Продолжаем беседу с протоиереем Павлом Великановым, доцентом Московской православной духовной академии. Разговор пойдет о критериях здоровой веры в Воскресшего Христа, особенностях русского христианства и православном экстремизме.

— В Евангелии приведена, казалось бы, простая причта о мытаре и фарисее. Простая потому, что смысл ее вроде как понятен без дополнительных комментариев. Но сегодня я замечаю тенденцию, что в православном обществе (на примере социальных сетей) изменилась система ценностей. То есть раньше мытарево покаяние воспринималось как образец, как то, каким образом христианин должен выстраивать свои отношения с Богом, осознавая личную греховность. Сейчас же считается, что и фарисеем быть – тоже дорогого стоит. Ведь фарисеи прилагают определенные усилия, чтобы быть ближе к Богу. И вот вопрос, согласны ли Вы с утверждением, что лучше стараться неправильно, но регулярно, чем правильно, но редко.

— Да, отче, очень непростой вопрос, на самом деле. Вы правильно подметили, что сегодня идет не меньшая «война» за соблюдение какого-то внешнего обряда. Потому что наш современник, по множеству причин, зачастую, оказывается лишенным той или иной упорядоченности жизни, где бы то ни было. Это такая особенность нынешней эпохи. И когда человек переступает порог храма, он, неизбежно, попадает в зону очень большого дискомфорта: тут есть чёткие границы, здесь нельзя жить так, как он привык за пределами храма. Есть каноны, есть заповеди, есть церковные установления. Понятно, что есть любовь, есть икономия, готовность пойти на уступки ради блага человека, но есть, всё-таки, и фиксированные пределы.

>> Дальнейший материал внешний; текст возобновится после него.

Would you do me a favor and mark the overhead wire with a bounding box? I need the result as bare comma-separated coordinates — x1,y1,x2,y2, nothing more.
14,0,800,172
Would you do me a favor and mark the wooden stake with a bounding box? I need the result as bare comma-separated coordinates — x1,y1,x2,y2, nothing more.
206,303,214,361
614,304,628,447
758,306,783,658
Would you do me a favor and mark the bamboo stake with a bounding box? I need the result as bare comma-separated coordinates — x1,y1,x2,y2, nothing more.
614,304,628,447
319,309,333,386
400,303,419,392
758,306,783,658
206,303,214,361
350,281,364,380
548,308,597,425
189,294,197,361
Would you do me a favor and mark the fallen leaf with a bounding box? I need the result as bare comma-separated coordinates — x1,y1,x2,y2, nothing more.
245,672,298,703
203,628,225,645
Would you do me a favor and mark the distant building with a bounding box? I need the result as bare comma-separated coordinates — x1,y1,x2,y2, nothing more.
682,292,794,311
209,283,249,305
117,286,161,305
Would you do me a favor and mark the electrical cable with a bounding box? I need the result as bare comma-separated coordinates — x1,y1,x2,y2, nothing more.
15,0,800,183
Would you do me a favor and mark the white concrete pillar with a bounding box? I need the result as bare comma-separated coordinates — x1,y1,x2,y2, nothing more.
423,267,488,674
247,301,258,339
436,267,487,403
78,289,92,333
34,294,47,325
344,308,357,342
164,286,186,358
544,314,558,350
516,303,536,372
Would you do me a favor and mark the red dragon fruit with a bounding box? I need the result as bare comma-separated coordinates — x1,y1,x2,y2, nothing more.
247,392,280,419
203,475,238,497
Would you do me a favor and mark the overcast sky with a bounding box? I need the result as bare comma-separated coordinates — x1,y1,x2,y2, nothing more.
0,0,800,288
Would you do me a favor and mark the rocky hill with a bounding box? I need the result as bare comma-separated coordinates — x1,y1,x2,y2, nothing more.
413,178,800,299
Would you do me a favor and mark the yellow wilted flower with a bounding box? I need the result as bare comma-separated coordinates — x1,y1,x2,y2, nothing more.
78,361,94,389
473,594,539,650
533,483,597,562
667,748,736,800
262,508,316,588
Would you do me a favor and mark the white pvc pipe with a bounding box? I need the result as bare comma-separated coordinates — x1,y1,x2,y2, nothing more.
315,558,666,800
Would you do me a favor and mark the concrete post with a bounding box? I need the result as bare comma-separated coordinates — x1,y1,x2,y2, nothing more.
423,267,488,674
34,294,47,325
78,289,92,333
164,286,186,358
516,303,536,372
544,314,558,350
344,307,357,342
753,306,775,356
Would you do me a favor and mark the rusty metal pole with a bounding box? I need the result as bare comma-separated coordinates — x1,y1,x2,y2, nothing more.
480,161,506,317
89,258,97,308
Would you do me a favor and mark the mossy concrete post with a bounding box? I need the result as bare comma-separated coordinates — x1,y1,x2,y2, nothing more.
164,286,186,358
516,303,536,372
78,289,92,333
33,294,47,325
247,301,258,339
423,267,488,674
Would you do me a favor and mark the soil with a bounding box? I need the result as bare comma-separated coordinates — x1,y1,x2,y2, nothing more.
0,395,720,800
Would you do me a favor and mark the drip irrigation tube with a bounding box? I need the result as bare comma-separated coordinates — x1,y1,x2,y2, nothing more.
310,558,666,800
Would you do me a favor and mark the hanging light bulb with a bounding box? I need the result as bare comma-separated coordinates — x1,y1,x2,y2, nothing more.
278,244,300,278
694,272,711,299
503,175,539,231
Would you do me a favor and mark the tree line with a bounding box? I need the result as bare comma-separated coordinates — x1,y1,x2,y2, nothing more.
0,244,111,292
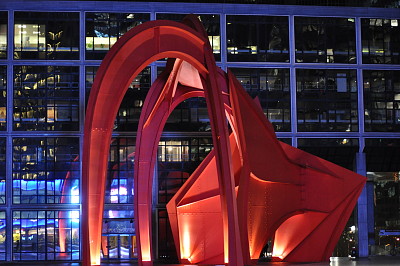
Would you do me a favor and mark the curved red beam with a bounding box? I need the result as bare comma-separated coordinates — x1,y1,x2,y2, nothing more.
82,15,242,265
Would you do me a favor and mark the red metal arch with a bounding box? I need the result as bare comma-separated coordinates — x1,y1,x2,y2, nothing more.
82,16,365,265
82,15,243,265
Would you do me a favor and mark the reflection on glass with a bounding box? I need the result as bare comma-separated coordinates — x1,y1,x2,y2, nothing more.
13,66,79,131
295,17,356,63
157,13,221,61
0,11,8,59
158,138,213,204
105,137,136,204
226,15,289,62
0,66,7,130
14,12,79,60
296,69,358,132
86,67,151,132
12,137,80,204
361,18,400,64
86,12,150,60
363,70,400,132
0,138,6,204
230,68,290,131
297,138,359,170
13,211,79,261
0,211,7,261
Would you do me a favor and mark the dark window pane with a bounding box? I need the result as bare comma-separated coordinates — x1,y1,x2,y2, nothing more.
158,138,213,204
12,137,80,204
361,18,400,64
0,211,7,261
12,210,80,261
157,13,221,61
0,11,8,59
226,16,289,62
363,70,400,132
86,67,151,132
13,66,79,131
86,12,150,60
296,69,358,132
14,12,79,60
0,138,6,204
295,17,356,63
0,66,7,130
297,138,359,170
230,68,290,131
105,137,136,206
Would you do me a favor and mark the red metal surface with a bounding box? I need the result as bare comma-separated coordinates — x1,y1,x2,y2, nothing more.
82,16,365,265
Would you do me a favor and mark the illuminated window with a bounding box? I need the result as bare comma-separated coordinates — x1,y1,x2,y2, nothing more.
14,66,79,131
86,13,150,60
157,13,221,61
86,67,151,131
226,16,289,62
0,66,7,130
12,137,80,204
297,138,359,170
0,138,6,204
14,12,79,60
12,210,80,261
0,211,7,261
105,137,136,204
101,210,137,261
363,70,400,132
295,17,356,63
0,11,8,59
361,18,400,64
158,138,213,204
230,68,290,131
296,69,358,132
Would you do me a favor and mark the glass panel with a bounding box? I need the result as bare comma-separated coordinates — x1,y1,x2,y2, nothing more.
229,68,291,131
14,12,79,60
364,138,400,256
226,16,289,62
297,138,359,170
0,11,8,59
0,138,6,204
13,66,79,131
157,13,221,61
105,137,136,206
361,18,400,64
295,17,356,63
0,66,7,130
158,138,213,206
86,12,150,60
12,137,80,204
86,67,151,132
0,211,7,261
157,209,178,264
296,69,358,132
363,70,400,132
13,210,79,261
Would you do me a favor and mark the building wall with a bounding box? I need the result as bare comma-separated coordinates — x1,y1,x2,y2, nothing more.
0,1,400,262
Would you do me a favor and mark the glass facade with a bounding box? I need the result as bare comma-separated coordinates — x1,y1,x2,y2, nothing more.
14,12,79,60
13,65,79,131
294,17,356,63
296,69,358,132
86,12,150,60
0,0,400,264
226,16,289,62
361,18,400,64
12,137,80,204
363,70,400,132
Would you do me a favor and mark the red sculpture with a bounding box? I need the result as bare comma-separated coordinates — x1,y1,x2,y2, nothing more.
82,15,365,265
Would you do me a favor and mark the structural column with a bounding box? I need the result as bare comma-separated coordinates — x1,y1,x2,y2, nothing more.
356,152,369,258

Когда человек оказывается в этом достаточно стесненном положении, он ищет любые способы, чтобы через это переступить. То есть, для него сам подвиг фарисея изначально оказывается осужден. Хотя, все мы прекрасно знаем, что фарисеи были, своего рода, хранителями преданий. Как бы мы их не осуждали, мы знаем, что некоторые из фарисеев ждали Мессию, и они Его нашли в лице Христа.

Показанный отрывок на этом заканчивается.